Our communities are being blighted by low-traffic neighbourhoods

It is sad to see George Monbiot labelling all people with logical objections to low-traffic neighbourhoods as barbarians, myth-makers and rightwing debate-deniers (Ignore the culture warriors – low traffic neighbourhoods don’t close streets, they liberate them, 3 August). Most of the derisive comments he makes could just as easily be applied to those who aggressively champion their pro-LTN positions and justify pushing traffic and pollution from their emptied streets on to neighbours’ residential roads as an “expansion of community space”. It’s exactly this kind of absolutist position that has fuelled the culture wars he describes.

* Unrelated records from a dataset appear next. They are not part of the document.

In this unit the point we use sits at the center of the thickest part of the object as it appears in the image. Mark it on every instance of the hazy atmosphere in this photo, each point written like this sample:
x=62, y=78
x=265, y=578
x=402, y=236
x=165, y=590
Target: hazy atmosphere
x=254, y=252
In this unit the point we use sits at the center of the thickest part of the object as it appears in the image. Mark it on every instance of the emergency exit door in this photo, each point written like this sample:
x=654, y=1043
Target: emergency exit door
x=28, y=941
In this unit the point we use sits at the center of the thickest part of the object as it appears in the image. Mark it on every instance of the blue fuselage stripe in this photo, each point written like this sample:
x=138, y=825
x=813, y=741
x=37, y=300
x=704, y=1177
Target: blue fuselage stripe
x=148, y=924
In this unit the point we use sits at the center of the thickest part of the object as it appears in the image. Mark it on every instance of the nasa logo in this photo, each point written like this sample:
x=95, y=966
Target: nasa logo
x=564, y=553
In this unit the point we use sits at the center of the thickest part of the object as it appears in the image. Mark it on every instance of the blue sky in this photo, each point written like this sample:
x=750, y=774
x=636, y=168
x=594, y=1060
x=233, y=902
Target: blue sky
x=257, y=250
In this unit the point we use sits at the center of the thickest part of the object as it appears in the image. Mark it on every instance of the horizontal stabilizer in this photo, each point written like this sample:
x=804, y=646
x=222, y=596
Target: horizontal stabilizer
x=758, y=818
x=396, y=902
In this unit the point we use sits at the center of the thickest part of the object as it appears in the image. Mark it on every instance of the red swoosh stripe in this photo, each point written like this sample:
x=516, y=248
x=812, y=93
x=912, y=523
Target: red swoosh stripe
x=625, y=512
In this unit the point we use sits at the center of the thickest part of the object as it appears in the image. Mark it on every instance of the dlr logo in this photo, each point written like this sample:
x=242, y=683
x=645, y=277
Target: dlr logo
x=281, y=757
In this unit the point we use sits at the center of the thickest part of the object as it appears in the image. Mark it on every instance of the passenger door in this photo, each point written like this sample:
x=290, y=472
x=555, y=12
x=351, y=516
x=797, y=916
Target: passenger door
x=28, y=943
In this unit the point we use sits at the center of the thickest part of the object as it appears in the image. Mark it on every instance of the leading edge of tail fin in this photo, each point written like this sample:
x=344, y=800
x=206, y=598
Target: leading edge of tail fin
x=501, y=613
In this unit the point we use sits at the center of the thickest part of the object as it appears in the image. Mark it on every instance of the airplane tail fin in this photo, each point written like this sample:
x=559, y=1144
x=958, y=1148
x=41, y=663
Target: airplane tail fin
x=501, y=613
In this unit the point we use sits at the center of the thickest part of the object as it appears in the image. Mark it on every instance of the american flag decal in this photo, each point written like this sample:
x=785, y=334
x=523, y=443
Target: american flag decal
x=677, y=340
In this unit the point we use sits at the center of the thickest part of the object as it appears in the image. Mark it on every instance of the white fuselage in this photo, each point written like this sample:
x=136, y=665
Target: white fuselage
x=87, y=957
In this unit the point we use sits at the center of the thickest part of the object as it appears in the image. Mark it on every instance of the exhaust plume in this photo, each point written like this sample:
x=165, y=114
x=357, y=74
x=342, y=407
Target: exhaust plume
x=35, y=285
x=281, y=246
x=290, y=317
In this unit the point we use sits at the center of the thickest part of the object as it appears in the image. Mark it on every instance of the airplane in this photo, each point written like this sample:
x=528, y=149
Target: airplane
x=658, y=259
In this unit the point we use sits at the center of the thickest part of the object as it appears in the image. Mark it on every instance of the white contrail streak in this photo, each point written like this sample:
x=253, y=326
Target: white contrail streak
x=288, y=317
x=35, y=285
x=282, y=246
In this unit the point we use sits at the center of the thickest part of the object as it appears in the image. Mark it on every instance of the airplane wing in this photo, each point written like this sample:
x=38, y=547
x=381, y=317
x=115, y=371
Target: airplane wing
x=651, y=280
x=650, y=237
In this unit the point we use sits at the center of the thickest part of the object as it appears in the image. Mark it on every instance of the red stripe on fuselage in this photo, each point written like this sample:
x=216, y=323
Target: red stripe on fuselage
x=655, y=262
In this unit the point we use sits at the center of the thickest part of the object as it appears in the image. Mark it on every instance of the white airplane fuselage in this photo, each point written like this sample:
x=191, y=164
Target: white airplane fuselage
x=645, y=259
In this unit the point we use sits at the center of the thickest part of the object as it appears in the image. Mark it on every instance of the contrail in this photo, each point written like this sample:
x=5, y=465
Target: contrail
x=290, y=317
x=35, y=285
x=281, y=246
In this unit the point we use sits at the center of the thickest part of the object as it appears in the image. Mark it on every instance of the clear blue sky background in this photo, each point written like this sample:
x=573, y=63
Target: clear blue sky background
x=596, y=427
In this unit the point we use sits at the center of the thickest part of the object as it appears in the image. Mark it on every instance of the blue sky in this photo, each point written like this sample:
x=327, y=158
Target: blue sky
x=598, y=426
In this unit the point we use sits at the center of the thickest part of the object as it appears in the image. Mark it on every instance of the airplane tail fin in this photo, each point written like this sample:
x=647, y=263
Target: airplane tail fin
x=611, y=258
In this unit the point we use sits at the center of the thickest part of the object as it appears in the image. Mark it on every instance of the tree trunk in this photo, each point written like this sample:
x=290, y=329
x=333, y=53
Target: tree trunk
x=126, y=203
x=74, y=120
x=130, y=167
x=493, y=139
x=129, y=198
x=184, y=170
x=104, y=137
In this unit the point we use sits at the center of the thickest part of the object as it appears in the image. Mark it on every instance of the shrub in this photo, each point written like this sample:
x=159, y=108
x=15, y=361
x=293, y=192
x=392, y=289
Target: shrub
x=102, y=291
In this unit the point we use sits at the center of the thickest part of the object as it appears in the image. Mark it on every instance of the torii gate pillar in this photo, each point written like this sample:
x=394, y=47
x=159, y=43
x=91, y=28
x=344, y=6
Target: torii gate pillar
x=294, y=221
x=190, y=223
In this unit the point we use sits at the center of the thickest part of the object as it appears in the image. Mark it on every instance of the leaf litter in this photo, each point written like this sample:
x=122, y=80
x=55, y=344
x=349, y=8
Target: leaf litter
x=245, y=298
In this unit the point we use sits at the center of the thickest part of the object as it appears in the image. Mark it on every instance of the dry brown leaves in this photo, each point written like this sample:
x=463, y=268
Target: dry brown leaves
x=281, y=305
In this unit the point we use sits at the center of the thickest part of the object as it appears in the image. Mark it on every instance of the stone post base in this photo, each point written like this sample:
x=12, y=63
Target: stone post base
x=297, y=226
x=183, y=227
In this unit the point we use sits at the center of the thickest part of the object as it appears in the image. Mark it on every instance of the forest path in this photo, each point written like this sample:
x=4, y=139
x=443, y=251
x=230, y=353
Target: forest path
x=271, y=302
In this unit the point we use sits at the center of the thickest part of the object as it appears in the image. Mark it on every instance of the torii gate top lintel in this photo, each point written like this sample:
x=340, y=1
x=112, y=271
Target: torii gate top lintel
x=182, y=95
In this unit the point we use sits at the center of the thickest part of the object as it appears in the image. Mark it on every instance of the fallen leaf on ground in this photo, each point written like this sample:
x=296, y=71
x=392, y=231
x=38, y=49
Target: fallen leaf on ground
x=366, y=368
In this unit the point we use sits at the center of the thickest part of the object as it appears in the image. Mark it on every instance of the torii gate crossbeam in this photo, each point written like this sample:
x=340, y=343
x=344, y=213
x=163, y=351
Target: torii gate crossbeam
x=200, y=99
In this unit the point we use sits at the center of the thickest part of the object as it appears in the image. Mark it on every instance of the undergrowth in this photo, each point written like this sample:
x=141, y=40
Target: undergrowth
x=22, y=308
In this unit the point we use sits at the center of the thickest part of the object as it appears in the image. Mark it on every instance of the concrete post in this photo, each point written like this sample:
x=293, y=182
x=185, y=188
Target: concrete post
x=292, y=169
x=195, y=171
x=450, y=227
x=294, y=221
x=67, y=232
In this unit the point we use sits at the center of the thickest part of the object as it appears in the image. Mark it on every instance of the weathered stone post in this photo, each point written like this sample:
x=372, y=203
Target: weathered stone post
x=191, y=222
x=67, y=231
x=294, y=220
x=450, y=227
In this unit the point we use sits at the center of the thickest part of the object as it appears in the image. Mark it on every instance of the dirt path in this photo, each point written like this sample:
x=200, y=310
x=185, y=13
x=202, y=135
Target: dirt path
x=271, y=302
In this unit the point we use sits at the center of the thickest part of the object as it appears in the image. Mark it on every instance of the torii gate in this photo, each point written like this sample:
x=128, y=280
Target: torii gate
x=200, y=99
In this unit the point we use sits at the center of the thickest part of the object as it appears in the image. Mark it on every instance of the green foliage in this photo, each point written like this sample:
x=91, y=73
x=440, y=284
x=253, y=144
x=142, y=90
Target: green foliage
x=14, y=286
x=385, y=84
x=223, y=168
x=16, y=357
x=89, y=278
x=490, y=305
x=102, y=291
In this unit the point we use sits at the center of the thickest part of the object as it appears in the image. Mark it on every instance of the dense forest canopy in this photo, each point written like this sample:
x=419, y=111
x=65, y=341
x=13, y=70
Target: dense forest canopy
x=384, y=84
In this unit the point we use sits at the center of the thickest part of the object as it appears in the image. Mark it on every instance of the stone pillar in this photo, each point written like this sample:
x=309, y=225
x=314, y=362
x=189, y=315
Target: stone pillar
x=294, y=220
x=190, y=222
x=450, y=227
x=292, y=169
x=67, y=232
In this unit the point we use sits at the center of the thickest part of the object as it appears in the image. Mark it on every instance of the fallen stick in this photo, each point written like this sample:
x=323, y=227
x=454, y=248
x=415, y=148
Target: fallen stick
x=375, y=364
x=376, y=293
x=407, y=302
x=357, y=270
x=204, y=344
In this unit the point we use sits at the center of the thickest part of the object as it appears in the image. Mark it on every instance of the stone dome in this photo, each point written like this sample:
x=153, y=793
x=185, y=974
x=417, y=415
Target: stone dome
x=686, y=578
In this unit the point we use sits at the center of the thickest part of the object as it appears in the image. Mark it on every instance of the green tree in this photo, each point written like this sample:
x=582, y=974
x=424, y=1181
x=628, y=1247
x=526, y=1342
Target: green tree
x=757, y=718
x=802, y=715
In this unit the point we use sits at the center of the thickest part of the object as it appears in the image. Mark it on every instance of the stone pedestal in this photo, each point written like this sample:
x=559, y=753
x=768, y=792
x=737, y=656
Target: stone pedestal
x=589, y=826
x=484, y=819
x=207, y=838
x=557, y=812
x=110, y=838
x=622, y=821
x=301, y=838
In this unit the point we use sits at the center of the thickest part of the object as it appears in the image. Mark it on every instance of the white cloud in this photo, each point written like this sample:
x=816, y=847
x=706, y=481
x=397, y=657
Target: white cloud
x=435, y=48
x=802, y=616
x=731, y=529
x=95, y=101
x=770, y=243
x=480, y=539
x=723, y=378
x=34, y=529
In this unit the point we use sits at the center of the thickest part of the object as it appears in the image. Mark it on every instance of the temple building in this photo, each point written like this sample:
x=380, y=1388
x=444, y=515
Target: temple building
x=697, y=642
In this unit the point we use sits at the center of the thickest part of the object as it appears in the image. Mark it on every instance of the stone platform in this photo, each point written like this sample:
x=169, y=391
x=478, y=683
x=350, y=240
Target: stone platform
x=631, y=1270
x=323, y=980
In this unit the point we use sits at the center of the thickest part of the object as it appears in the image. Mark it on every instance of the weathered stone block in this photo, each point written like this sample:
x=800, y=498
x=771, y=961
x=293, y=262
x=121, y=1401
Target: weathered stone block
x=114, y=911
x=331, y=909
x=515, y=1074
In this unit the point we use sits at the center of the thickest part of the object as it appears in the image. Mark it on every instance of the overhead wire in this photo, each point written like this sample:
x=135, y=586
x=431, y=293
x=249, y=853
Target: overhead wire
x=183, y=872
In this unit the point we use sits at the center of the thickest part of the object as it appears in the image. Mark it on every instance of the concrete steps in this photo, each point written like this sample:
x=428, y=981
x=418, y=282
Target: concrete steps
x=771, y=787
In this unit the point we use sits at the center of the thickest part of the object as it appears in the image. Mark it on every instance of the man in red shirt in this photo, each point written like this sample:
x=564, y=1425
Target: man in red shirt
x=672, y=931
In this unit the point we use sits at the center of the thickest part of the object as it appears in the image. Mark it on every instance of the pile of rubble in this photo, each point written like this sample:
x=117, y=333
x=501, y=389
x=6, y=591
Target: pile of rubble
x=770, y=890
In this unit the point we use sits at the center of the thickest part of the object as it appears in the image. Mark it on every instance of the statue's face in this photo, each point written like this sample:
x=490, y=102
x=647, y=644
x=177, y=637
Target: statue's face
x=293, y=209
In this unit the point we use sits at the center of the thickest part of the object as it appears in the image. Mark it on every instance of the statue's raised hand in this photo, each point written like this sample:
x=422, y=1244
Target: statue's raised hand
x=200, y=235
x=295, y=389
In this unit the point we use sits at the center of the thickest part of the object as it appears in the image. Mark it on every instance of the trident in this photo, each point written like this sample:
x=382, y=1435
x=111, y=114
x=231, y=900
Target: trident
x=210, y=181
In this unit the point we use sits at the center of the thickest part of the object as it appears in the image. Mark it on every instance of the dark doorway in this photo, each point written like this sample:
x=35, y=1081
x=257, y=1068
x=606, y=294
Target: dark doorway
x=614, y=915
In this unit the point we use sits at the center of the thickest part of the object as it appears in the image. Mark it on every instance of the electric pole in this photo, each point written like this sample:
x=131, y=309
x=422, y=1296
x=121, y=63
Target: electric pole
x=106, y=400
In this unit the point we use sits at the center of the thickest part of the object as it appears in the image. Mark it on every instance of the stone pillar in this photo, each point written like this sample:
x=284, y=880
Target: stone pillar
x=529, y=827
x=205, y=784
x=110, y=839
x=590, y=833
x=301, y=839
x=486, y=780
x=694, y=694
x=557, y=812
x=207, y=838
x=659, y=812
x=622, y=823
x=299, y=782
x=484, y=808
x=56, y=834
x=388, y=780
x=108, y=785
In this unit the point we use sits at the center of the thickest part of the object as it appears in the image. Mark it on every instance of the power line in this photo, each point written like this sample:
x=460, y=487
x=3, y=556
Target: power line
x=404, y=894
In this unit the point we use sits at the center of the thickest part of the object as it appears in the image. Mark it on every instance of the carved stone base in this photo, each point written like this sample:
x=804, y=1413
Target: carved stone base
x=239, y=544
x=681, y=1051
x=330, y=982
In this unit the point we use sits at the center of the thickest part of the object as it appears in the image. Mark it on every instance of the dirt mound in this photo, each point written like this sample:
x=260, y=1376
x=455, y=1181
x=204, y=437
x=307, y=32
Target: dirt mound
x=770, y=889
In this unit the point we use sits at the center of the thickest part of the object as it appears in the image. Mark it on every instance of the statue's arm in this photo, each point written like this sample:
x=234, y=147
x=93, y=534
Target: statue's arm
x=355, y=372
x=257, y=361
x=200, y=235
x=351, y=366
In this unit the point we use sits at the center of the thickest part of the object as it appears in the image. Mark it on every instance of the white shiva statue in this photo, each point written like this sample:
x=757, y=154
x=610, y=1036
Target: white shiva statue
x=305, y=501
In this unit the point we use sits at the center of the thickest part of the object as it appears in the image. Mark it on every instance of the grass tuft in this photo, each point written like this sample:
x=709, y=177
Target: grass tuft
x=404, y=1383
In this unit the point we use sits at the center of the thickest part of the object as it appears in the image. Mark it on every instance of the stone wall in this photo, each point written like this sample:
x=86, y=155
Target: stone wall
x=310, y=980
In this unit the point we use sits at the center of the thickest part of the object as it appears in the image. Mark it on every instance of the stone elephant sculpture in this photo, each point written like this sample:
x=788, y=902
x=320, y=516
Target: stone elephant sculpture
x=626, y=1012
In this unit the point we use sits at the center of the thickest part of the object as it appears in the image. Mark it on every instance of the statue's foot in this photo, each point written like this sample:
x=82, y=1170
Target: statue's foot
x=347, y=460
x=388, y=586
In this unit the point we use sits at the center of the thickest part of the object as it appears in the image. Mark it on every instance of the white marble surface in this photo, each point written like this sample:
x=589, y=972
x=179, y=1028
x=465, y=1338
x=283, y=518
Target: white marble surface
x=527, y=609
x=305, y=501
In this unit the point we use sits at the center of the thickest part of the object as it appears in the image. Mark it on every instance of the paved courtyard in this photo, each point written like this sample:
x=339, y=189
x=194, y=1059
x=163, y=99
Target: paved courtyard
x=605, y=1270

In Dulwich, south London, closing the main road between east and west without consultation has physically and socially divided the community, damaged local shops and businesses, and increased traffic congestion on surrounding residential roads. In fact, a recent TfL report described the Dulwich LTN as the root cause of congestion on local main roads, which has in turn reduced the frequency of the local bus service on which we all depend.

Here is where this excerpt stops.